Item pairs flagged by both Q_3 and partial gamma are the strongest candidates for further inspection or possible item revision. Some argue for creating testlets by combining a locally dependent pair into a single polytomous super-item rather than eliminating one in an LD pair. I suggest looking closely at the item content before taking any action. Often, one will see very similarly worded items, where one item in an LD pair is clearly redundant. Another solution to LD can be the Graphical Loglinear Rasch Model by Kreiner and Christensen (Kreiner 2007), but that is beyond the scope of this vignette.

3. Ordered response category thresholds

For a polytomous item to function as intended, the thresholds separating adjacent response categories should be ordered: the threshold from “Not at all” to “Several days” should sit below the one from “Several days” to “More than half the days”, and so on.

A classical method to assess item response functions is to plot probability of response curves for each item and response category.

RMitemCatProb(items, category_labels = item_resp)

Figure 6. Item Probability Function curves

In the plot above, each category curve should be the most likely response at some part of the latent continuum (x axis). Item category thresholds are the points where two adjacent category lines cross each other (where they are both equally probable). In the plot above, we can see that the second highest category does not work well compared to other categories. It is disordered for item 9 and, as is perhaps clearer in the plot below, shows very small distances from the adjacent categories in most items (see T2 and T3 below, which are the lower and upper thresholds for “More than half the days”).

RMitemHierarchy() plots each item’s threshold locations on the latent scale, ordered by overall item difficulty. Disordered thresholds appear as overlapping or reversed segments and are a clear signal that the response categories are not being used in the intended order.
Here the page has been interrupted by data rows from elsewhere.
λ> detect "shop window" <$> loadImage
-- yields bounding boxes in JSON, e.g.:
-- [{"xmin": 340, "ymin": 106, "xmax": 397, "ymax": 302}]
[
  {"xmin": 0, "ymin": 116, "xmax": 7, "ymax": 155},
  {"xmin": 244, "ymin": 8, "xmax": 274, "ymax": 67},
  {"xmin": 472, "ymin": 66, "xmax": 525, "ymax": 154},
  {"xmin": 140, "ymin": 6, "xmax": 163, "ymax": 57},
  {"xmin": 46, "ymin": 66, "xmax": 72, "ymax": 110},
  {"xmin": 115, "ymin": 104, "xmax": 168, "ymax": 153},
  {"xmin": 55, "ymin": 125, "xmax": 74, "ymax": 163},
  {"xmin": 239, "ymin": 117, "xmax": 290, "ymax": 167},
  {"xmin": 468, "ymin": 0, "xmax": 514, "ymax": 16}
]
RMitemHierarchy(items, item_labels = item_desc)

Figure 7. Item-hierarchy

4. Invariance / no DIF

We use three complementary DIF assessments. The Andersen likelihood-ratio test (LRT, Andersen 1973) partitions the sample by an external variable, refits the model in each subgroup, and compares item locations. The partial gamma approach (Kreiner 2007; Christensen et al. 2021) looks for an association between item responses and the external variable conditional on the rest-score, and the Rasch tree (below) searches for DIF across covariates without pre-specified groups. All are run on the gender variable, which has some missing values that are automatically dropped by the functions (noted in a console message and/or table/figure caption output).

First, it is important to review the response distribution when dividing the sample. If there are zero or low (below 8 or so) responses in a category, there may be issues with estimating the model parameters.

RMplotTile(items, category_labels = item_resp, group = phq9$gender)

Figure 8. DIF grouped response distribution tile plot

Andersen LR-test

RMdifLR(items, dif_var = phq9$gender, level = "threshold", output = "ggplot")

Figure 9. Andersen LR-test DIF locations by gender

The plot shows the item threshold locations estimated in each gender group with the corresponding confidence band. The global LR test is also reported in the plot caption, with a statistically significant test indicating problems with DIF between groups. However, this test is sensitive to sample size and number of items and should, like all global tests, be interpreted with care.

Partial-gamma DIF

This plot annotates each item with its partial-\gamma DIF coefficient and shows group differences within class intervals (respondents grouped by their total/latent score).

RMitemICCPlot(items, dif_var = phq9$gender, error_band = TRUE)

Figure 10. Partial Gamma DIF Conditional Item Characteristic Curves

To demonstrate the FWER-adjusted p-values, we’ll run the partial-\gamma DIF analysis with parametric bootstrap (only 100 here for rendering speed, which limits the reliability of the p-values).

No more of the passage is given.